Fun fact: Up until a few weeks ago, the critical consensus among most sentient mammals was that this was the Worst Film Musical Sequence of All Time.
In case you don't recognize it (and if so, thank whatever merciful God you acknowledge) that's the closing scene from Staying Alive, the appalling 1983 sequel to Saturday Night Fever, written and directed by great musical auteur musclebound lummox Sylvester Stallone. The guy in the shredded danskin is, of course, John Travolta, reprising (badly) his Tony Manero character from the earlier film. Here, having acquired a big break role in Satan's Alley, the Broadway show within the movie, he essays the lead in a hellish production number titled "We Dance (So Close to the Fire)." Critics at the time were united in their belief that this was, in fact, the nadir of musical cinema to date; many also suggested that the number looked utterly unlike anything ever seen on the Broaway stage and that Stallone was astoundingly ignorant of American musical theater history. Of course, in that regard the monosyllabic Sly had the last laugh in the years that followed, as anybody who's endured the similarly staged Les Miserables or Miss Saigon can attest.
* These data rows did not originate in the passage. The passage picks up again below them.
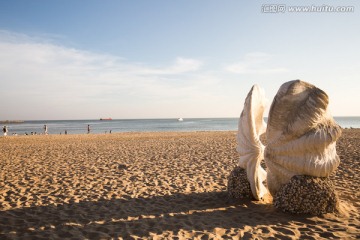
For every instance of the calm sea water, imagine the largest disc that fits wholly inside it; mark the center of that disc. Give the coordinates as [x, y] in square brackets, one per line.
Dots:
[143, 125]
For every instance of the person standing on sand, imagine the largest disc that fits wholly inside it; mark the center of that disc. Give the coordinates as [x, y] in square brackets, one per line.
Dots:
[5, 130]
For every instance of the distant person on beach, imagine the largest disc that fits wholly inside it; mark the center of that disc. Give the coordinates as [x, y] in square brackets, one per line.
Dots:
[5, 130]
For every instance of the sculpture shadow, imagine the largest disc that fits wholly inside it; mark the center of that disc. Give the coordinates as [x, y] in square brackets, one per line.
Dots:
[141, 217]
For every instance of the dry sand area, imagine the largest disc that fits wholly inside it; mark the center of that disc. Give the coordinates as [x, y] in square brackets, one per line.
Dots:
[151, 186]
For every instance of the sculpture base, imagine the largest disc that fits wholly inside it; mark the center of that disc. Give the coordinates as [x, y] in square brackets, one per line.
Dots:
[238, 184]
[307, 195]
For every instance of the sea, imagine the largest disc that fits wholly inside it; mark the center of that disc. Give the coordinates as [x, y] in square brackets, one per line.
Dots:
[140, 125]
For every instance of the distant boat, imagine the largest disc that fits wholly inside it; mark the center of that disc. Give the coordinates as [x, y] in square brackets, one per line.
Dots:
[12, 121]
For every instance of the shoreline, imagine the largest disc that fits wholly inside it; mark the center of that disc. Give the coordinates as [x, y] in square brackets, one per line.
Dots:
[146, 185]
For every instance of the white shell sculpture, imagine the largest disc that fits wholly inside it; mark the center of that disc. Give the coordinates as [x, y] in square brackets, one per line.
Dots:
[301, 135]
[250, 148]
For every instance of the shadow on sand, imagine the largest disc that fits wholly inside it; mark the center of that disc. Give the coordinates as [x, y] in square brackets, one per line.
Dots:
[139, 216]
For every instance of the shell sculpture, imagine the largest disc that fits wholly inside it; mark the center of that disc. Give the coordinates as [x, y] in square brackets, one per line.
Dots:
[250, 148]
[301, 135]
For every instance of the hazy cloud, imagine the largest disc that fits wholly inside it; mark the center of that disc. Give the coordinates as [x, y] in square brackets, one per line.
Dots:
[255, 63]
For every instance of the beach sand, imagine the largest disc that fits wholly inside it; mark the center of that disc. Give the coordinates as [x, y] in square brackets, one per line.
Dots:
[152, 185]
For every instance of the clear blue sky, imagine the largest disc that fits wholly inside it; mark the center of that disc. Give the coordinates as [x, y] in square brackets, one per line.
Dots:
[167, 59]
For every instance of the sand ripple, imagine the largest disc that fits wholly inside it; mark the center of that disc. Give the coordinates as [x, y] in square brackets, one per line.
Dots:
[151, 185]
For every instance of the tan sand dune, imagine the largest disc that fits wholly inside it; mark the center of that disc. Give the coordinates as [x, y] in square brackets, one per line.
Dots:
[152, 185]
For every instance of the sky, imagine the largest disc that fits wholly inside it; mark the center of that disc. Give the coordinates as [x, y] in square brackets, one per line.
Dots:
[126, 59]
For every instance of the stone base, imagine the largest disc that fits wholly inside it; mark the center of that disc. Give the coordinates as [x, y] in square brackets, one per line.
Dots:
[238, 184]
[308, 195]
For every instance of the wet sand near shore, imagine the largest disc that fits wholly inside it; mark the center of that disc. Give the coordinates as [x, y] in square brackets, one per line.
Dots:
[152, 186]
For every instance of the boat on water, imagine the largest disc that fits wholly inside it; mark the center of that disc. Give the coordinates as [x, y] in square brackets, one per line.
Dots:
[12, 121]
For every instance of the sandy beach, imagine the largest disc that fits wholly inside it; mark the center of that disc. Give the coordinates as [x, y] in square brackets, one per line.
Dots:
[152, 186]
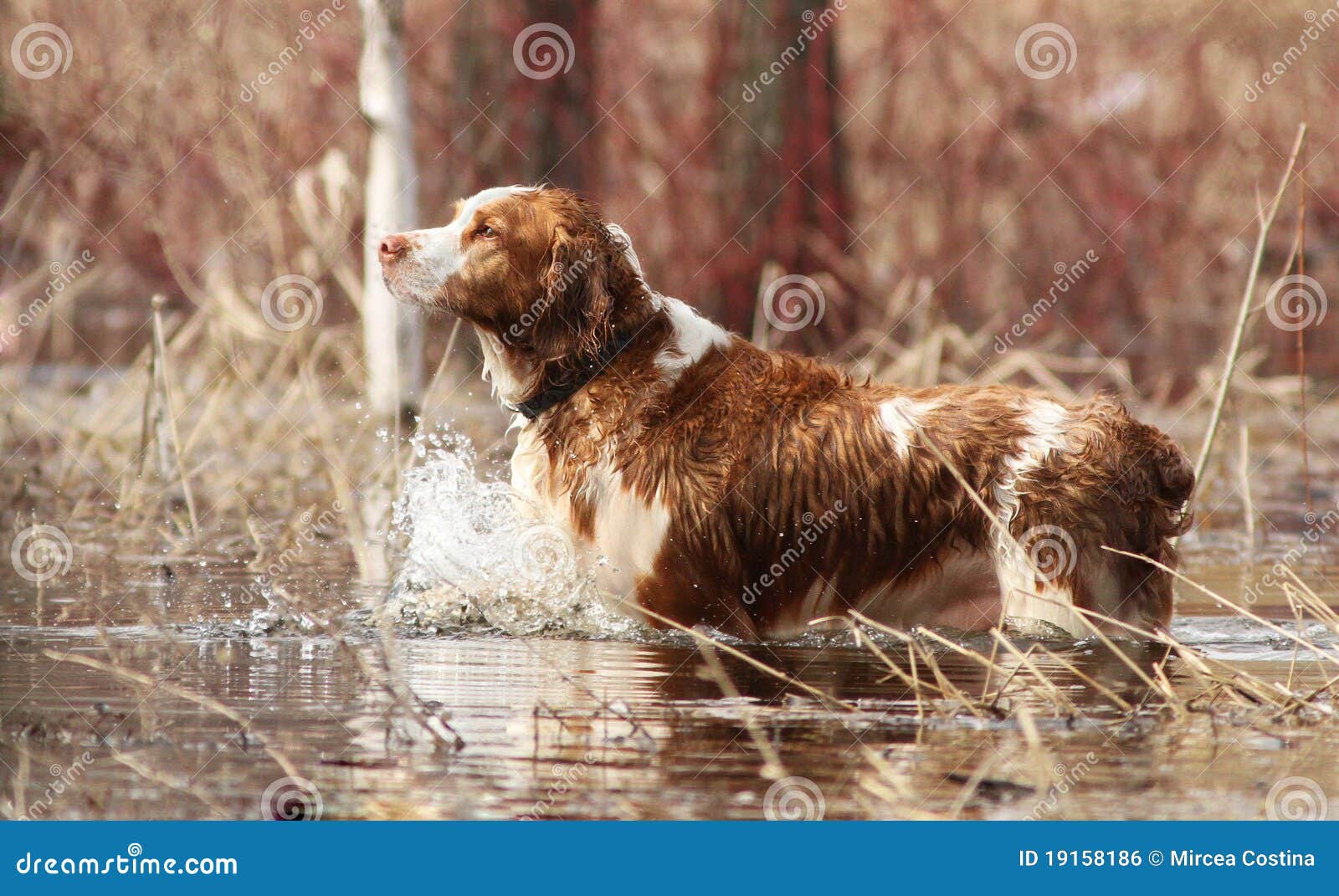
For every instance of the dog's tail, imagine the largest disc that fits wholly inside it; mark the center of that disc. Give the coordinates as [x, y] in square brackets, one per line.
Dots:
[1156, 486]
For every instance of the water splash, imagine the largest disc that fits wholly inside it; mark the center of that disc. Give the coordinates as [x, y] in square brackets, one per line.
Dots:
[475, 555]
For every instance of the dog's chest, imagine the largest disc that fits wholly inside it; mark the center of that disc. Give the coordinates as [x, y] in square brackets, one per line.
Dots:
[596, 506]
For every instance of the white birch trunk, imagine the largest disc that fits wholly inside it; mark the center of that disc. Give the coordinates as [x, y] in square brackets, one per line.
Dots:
[392, 335]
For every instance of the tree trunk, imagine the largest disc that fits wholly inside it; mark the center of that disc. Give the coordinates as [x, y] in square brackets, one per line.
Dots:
[392, 335]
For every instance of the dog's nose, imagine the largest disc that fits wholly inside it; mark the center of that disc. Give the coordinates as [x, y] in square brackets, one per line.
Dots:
[392, 247]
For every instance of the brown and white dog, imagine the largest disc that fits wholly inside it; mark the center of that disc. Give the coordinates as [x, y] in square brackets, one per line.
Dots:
[756, 490]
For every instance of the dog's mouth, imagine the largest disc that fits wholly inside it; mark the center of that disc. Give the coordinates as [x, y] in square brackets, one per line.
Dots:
[412, 287]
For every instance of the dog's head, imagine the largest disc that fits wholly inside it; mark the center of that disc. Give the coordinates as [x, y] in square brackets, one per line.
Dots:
[535, 267]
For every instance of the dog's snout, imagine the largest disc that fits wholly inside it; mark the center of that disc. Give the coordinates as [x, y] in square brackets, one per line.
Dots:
[392, 247]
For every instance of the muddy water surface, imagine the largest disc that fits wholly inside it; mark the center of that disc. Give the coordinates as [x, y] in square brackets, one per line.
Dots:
[203, 699]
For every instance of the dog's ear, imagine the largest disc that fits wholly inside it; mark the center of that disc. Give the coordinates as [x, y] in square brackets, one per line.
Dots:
[577, 307]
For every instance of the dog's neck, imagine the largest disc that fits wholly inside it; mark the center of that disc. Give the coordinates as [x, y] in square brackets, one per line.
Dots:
[531, 387]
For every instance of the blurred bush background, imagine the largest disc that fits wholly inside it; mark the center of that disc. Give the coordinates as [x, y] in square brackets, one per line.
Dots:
[905, 144]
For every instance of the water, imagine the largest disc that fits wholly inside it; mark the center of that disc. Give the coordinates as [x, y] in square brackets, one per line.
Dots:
[204, 686]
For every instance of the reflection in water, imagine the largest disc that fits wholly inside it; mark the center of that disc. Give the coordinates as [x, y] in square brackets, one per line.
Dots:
[577, 728]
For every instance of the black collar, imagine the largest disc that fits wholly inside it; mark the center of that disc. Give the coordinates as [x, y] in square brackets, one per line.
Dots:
[559, 392]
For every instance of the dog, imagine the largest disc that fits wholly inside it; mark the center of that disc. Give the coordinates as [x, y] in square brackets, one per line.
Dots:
[758, 490]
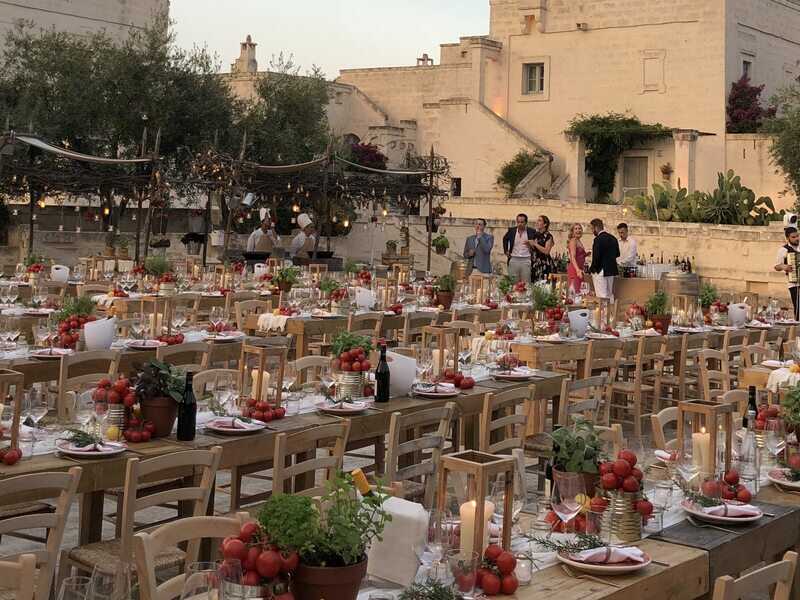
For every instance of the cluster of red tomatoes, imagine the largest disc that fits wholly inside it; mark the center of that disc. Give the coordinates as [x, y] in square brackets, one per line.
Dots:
[118, 392]
[496, 575]
[457, 379]
[727, 488]
[70, 329]
[262, 564]
[138, 431]
[262, 411]
[171, 340]
[354, 359]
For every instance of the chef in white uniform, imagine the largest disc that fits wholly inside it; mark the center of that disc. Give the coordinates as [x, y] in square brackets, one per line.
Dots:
[303, 243]
[263, 239]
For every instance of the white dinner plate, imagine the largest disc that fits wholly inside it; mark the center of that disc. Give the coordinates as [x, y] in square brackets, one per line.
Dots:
[65, 447]
[719, 520]
[595, 569]
[778, 476]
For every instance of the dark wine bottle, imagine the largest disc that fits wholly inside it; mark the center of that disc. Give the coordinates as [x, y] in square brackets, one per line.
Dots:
[382, 378]
[187, 412]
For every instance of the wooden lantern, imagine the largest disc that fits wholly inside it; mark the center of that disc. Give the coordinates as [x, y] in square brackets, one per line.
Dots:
[479, 468]
[262, 355]
[707, 419]
[11, 391]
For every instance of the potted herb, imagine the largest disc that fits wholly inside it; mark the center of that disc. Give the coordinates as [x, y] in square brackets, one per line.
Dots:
[159, 389]
[440, 243]
[657, 312]
[708, 295]
[576, 449]
[332, 545]
[285, 278]
[445, 286]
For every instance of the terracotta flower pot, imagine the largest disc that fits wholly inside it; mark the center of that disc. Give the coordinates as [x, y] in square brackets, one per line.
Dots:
[445, 299]
[160, 411]
[328, 583]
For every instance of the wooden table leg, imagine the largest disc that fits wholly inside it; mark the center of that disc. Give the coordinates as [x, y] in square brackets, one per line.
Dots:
[91, 517]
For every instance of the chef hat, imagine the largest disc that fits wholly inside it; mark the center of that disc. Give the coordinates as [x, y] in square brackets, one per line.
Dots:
[303, 220]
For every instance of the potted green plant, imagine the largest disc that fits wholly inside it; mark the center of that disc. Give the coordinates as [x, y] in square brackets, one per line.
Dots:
[576, 449]
[657, 312]
[332, 544]
[159, 389]
[286, 277]
[440, 244]
[445, 286]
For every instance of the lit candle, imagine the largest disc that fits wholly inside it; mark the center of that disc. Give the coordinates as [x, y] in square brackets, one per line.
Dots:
[701, 451]
[468, 512]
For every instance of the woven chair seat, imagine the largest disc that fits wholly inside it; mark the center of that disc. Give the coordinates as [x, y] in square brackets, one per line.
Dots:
[25, 508]
[106, 556]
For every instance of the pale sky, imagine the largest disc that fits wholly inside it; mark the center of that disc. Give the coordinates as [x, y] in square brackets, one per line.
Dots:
[333, 34]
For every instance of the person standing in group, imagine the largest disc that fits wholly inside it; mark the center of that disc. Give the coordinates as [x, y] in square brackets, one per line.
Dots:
[605, 251]
[628, 248]
[792, 246]
[542, 245]
[577, 258]
[478, 248]
[517, 247]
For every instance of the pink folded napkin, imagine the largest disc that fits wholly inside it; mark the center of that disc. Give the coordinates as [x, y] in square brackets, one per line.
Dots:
[610, 555]
[732, 510]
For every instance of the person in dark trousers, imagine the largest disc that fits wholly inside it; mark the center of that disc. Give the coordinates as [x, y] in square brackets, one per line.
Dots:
[605, 251]
[517, 246]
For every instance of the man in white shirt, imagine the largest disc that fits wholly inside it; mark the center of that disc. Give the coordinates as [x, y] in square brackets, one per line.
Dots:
[303, 243]
[628, 249]
[782, 263]
[263, 239]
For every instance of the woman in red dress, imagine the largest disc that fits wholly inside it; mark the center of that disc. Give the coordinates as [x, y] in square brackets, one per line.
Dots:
[577, 258]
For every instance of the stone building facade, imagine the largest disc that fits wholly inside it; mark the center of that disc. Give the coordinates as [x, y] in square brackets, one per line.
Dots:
[116, 17]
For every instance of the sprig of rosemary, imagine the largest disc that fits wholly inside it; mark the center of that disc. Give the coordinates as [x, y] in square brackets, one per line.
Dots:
[582, 541]
[82, 438]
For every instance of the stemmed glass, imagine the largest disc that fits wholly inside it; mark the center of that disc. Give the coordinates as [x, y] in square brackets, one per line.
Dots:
[564, 498]
[202, 581]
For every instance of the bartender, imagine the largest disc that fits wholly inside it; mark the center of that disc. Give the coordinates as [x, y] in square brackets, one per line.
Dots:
[782, 264]
[263, 239]
[303, 243]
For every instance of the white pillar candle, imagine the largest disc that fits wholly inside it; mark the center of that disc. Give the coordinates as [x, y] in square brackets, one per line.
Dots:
[468, 512]
[264, 384]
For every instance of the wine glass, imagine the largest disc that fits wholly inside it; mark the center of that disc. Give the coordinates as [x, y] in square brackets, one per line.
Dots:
[115, 585]
[564, 498]
[202, 581]
[74, 588]
[775, 436]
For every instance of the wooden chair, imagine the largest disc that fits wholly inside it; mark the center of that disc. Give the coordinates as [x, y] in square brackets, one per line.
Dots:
[368, 323]
[139, 494]
[409, 438]
[19, 577]
[296, 457]
[634, 390]
[413, 325]
[148, 547]
[657, 423]
[191, 356]
[503, 419]
[582, 397]
[715, 376]
[81, 369]
[779, 574]
[41, 486]
[202, 379]
[248, 308]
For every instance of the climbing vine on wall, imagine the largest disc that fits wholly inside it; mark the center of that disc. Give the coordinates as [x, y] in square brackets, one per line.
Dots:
[606, 138]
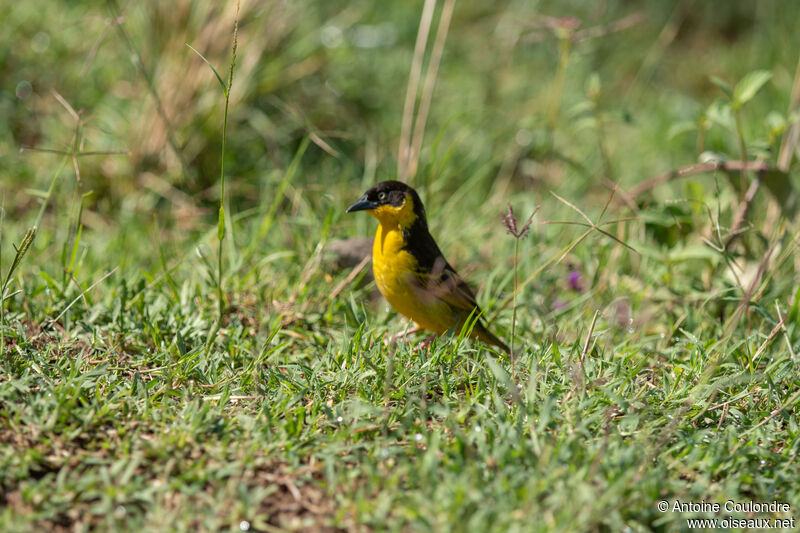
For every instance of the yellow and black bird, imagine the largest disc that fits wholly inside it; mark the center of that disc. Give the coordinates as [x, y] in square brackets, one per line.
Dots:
[410, 270]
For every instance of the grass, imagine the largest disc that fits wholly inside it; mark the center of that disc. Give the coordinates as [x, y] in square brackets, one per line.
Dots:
[655, 324]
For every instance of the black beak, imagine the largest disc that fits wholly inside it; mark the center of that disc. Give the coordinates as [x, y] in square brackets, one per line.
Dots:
[362, 205]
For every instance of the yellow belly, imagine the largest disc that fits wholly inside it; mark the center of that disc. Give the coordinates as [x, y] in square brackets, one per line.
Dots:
[394, 269]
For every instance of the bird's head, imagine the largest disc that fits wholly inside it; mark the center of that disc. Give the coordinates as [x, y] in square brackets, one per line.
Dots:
[391, 202]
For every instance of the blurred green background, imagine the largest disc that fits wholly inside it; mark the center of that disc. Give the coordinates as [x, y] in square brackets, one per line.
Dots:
[117, 359]
[339, 69]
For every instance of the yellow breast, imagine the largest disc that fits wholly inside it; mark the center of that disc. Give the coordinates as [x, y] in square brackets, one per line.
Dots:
[394, 269]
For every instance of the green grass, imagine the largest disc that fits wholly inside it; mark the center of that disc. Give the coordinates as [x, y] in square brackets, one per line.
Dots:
[667, 371]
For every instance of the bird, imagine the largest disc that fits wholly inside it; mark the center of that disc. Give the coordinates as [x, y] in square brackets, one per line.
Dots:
[410, 269]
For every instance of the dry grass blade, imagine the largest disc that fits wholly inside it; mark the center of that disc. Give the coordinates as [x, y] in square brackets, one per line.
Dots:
[427, 90]
[791, 139]
[81, 295]
[404, 149]
[589, 220]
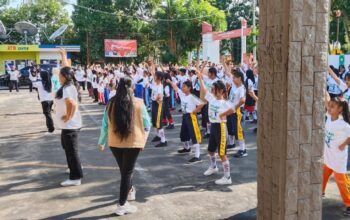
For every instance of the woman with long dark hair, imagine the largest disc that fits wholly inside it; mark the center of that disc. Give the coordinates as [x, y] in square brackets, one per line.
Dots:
[126, 124]
[69, 120]
[44, 87]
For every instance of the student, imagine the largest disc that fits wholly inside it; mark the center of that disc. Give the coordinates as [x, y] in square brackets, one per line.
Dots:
[208, 80]
[95, 85]
[68, 118]
[14, 77]
[332, 86]
[237, 97]
[44, 87]
[126, 124]
[157, 106]
[337, 139]
[218, 110]
[101, 89]
[166, 103]
[190, 105]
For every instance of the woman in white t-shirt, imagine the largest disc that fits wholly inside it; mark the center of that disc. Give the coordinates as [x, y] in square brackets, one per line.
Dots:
[44, 88]
[69, 120]
[337, 139]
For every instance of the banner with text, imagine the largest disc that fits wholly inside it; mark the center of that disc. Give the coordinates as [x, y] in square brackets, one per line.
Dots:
[120, 48]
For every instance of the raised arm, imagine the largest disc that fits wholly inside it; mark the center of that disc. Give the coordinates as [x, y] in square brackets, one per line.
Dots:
[64, 59]
[203, 90]
[173, 85]
[333, 75]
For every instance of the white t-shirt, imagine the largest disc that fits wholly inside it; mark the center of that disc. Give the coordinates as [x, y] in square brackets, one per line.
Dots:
[236, 94]
[209, 82]
[346, 92]
[256, 84]
[112, 94]
[69, 92]
[94, 81]
[336, 133]
[333, 87]
[157, 90]
[79, 76]
[216, 107]
[167, 91]
[14, 75]
[188, 102]
[43, 94]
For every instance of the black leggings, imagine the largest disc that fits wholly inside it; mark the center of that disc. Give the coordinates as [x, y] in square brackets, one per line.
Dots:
[47, 108]
[69, 140]
[126, 159]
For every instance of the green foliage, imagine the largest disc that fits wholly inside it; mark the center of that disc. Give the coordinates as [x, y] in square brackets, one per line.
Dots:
[344, 24]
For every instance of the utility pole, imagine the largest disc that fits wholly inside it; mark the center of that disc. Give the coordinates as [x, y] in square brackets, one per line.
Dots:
[254, 27]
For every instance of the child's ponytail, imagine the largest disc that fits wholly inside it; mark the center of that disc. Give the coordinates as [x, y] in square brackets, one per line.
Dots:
[346, 113]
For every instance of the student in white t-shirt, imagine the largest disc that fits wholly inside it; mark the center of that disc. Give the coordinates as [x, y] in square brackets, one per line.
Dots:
[219, 108]
[44, 88]
[337, 139]
[14, 77]
[237, 97]
[68, 118]
[190, 105]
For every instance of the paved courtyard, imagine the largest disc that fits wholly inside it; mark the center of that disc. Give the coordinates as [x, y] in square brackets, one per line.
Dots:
[32, 164]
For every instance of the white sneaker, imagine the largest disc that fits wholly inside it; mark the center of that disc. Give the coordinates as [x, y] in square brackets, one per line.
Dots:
[71, 183]
[68, 171]
[132, 194]
[224, 181]
[211, 171]
[125, 209]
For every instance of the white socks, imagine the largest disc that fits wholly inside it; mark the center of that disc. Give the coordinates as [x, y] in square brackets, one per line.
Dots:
[231, 139]
[208, 128]
[241, 145]
[197, 148]
[226, 167]
[186, 145]
[255, 117]
[161, 135]
[212, 161]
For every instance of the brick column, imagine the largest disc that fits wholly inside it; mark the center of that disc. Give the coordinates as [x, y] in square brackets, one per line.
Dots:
[293, 45]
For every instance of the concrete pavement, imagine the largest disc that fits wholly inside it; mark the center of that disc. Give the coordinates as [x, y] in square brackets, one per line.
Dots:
[32, 164]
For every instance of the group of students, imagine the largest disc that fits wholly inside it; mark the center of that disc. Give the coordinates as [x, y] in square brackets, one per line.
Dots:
[217, 92]
[337, 132]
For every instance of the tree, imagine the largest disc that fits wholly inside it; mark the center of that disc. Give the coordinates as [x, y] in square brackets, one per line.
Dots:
[181, 36]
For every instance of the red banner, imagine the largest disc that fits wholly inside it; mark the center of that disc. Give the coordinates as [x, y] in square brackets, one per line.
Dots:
[120, 48]
[231, 34]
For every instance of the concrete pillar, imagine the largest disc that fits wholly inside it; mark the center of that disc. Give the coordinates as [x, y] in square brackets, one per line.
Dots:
[292, 56]
[211, 48]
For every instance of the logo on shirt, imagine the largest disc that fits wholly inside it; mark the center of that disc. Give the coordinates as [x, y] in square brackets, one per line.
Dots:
[329, 137]
[214, 110]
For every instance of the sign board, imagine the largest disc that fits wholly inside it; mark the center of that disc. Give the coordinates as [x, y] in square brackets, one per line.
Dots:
[120, 48]
[232, 34]
[19, 48]
[341, 60]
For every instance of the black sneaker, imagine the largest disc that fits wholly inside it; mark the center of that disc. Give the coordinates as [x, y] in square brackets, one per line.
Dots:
[170, 126]
[184, 150]
[164, 144]
[195, 160]
[231, 146]
[156, 139]
[241, 153]
[347, 211]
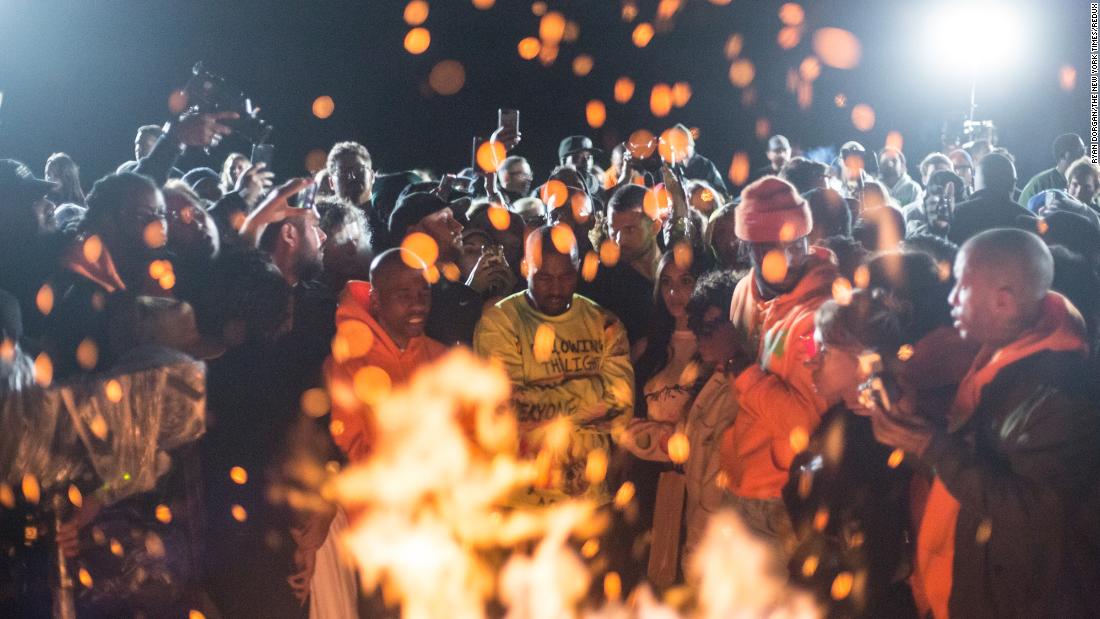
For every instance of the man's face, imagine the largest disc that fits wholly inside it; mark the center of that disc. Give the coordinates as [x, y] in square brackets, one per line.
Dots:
[580, 162]
[1082, 188]
[190, 231]
[835, 371]
[779, 156]
[446, 231]
[517, 178]
[633, 231]
[551, 285]
[400, 302]
[963, 167]
[309, 253]
[974, 301]
[352, 180]
[890, 167]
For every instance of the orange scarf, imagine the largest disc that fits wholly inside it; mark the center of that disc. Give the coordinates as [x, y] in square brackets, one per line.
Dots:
[1060, 329]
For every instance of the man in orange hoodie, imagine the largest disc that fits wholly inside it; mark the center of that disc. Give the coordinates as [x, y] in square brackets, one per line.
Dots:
[773, 308]
[380, 342]
[1001, 533]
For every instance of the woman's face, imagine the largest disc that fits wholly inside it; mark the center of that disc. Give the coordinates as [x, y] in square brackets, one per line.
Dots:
[677, 285]
[835, 371]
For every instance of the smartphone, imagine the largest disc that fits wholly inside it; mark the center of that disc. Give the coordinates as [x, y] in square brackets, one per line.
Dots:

In any case, a thoroughly appalling musical number. But not the all time awfullest, not any more.
Fun fact number two: The new consensus winner for Worst Film Musical Sequence of All Time is without question "Scream." From High School Musical 3. In theaters now.
That is, of course, the unwaxed eyebrows and boundless teen angst that is HSM3 star Zac Efron, seen here doing his impression of Flashdance star Jennifer Beals having a nervous breakdown. Of course, Beals never had to deal with an attack by multiple basketballs or those Caligari-esque camera angles, but after all this is an age of diminished expectations. And it should be noted that the deep psychic anguish being dramatized in "Scream," the existential dilemma facing Efron's character which brings on this musical and terpsichorean cri de coeur, is whether or not to accept an athletic scholarship or one to the arts program at Juilliard. Scary!!!
We should also note that the above, like the rest of the movie, was choreographed by one Charles "Chucky K." Klapow. I mention his name only because knowing it might help you to avoid encountering more of his work in the future. You'll thank me, I'm sure.